By Steve Grind, Product Manager MSR Stoves & Cookware
Despite the popularity of small, canister-fuel stoves, liquid fuels are still the best option for many people due to their unrivaled cold weather performance, low cost, lower environmental impact, and worldwide availability. But which of the many liquid fuels should you use? If you have a multi-fuel stove like the MSR XGK-EX, DragonFly, or WhisperLite Universal, you have several fuel options to choose from. Depending on where in the world you plan to use your stove, the options may vary from what you’re used to at home. Here, we’ll give you the pros and cons of the most common liquid fuels.
White Gas (Naphtha)
White gas (aka “naphtha,” “100% light hydro treated distillate,” or “Coleman Fuel”) is the first choice for most people in North America whether they’re headed out for a summer weekend or for a month-long winter expedition in the Alaska Range. Almost any pressurized-type liquid fuel stove will run well on white gas.

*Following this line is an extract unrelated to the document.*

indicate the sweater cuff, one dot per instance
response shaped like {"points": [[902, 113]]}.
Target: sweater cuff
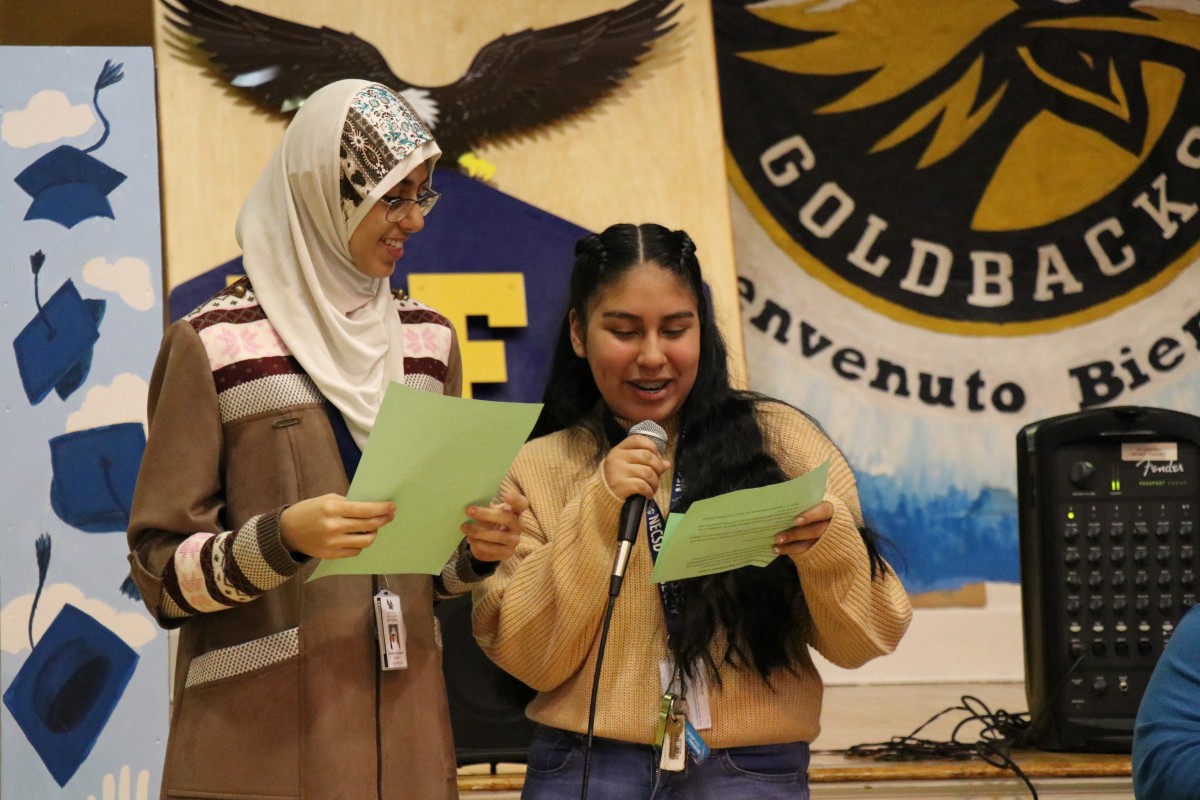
{"points": [[270, 542]]}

Because this fuel burns cleaner than most others and because it evaporates (vaporizes) at a lower temperature, it makes starting your stove an easier, cleaner, and overall more pleasant experience. It also won’t leave as much of a nasty residue or odor if you have a spill.
You might hear white gas referred to generically as “Coleman Fuel”. Not all brands are identical, but any stove that runs on white gas should burn Coleman fuel without issue. MSR offers a unique blend of white gas called SuperFuel. It is more refined and burns cleaner than almost any other white gas on the market. It is free of additives and so reduces fuel line clogs and other stove maintenance.
Unless you’re going through gallons of fuel, it is best to buy white gas in smaller containers, like MSR SuperFuel. Once you open the container and expose it to air, the fuel starts to degrade. If you don’t get out that often, a gallon container of Coleman fuel will degrade and possibly build up shellac that will clog your stove or stove pump filters.
Although white gas is similar to automotive gasoline, these two fuels are quite different and are not necessarily interchangeable.
The World Traveler’s choice, you’ll be able to find kerosene in even the most remote corners of the globe. It’s inexpensive and widely available, but it is also dirty, stinky, and more difficult to light. It can be highly variable—something labeled “kerosene” in Canada is likely to differ a lot in quality and performance from “kerosene” in Bangladesh. Fuels in some parts of the world are dirtier and less refined than elsewhere. Be sure you’re familiar with the maintenance procedures for your particular stove—there’s a good chance the fuel you bought from a local merchant on the side of the road out of an old oil drum will burn dirtier than you expected, and will clog your stove faster than you’d like.
Some love it, most hate it. Diesel is very dirty, has a strong and pervasive odor, is difficult to light, and is more likely to cause your stove to flare up. But it is also inexpensive and requires less energy to refine from crude oil, so it has a positive environmental story to be told. Several multi-fuel stoves that will run white gas and kerosene will not run diesel, however, so be sure to check the manufacturer’s approved fuel types before you find yourself twenty miles from the nearest road with a fuel you can’t use.
Automotive Gasoline (petrol)
Consider this a fuel of last resort. As stated above, most stoves capable of burning white gas can also burn gasoline, but this fuel has some downsides of which you’ll want to beware. Gasoline contains additives designed to make car engines run smoother, but these additives can harm the seals in your stove’s pump and fuel line, making them harder and more prone to leaking. Gasoline will also produce more smoke and fumes than white gas. Further, what you buy at the pump might have upwards of 25% ethanol mixed in. Ethanol is an alcohol; in low percentage mixtures it may not make a big difference in how your stove burns, but it can cause pitting corrosion in aluminum fuel bottles. If you do use gasoline with ethanol, don’t leave it in your fuel bottle for long-term storage.
Contrary to popular belief it’s usually best to buy the lowest grade of auto gas, not the highest. Lower grades have fewer additives and therefore often behave better in backpacking stoves where we are superheating the fuel. This superheating causes additives and impurities to clog the fuel line and jet. Also, auto gas varies since the additives and mixture changes regionally as well as seasonally. So the gas you buy in Colorado in winter is different than what you get in the summer and is different again from what you might find in Arizona or California.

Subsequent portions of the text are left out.